The Christmas Star

Mathew 2:10

When they saw the star, they rejoiced with exceeding great joy.

During the Christmas season I often find my mind and emotions being flooded with memories of Christmas past.  Most of those memories are filled with the warmth of home, the smell of cookies baking and the love shared with friends and family.  I, like many others also have memories that are bittersweet.  When these memories pass through my mind’s eye, I might smile but find that smile accompanied by tears.

During the Christmas of 2014 I experienced one of those bittersweet Christmases.  I had been diagnosed with stage IV Colon Cancer 4 months prior and was undergoing chemotherapy.  I was on treatment number eight of twelve.  I treasured each precious moment with my family and savored, finding deeper appreciation for those “little” moments.  My doctors had not given me any false hope.  They were straightforward with their protocol, treating me with the most advanced plan they had and as for an outcome they said we would just have to wait and see. 

However, my hope for the out-come was in something more. Something not held in the hands of man but in the power of a risen savior.  Hope is beautiful thing.  Hope is something we must guard in our heart.  There was a war in the atmosphere around me that Christmas between hope and despair. 

Hebrews 11:1 says faith is the substance of things hoped for the evidence of things not seen. 

During this time of hope and despair the God that I served sent me help in the way of a star.  Every evening, after I had turned my light off in our dressing area, I had a perfect view of the night sky through a small octagonal window.  Not just any star but a Christmas star! Some unknown person had strung a large lighted Christmas star on the side of their grain silo a few miles from our house, and every evening there it was reminding me of the hope that was mine because God chose to leave his home on high and dwell among lowly man such as I.  He came that I might have life and have it abundantly (John 10:10).
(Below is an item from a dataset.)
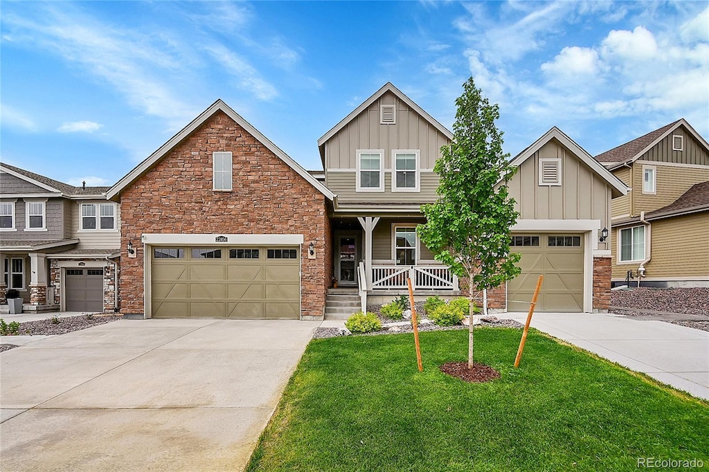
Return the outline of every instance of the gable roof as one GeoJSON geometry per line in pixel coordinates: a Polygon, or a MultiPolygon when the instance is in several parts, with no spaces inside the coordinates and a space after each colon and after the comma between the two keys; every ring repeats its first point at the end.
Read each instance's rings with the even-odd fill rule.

During this Christmas season, if your finding yourself in a struggle with emotion, remember no matter what it may “look” like to the eye, there is a hope.  Have faith, it is the substance of those things you hope for and the evidence of the things not seen.  Nothing is to hard for God, and one of my favorite sayings, “this too shall pass”. 

This Christmas I am 3 years NED, no evidence of disease.  Guard your hope, keep the faith!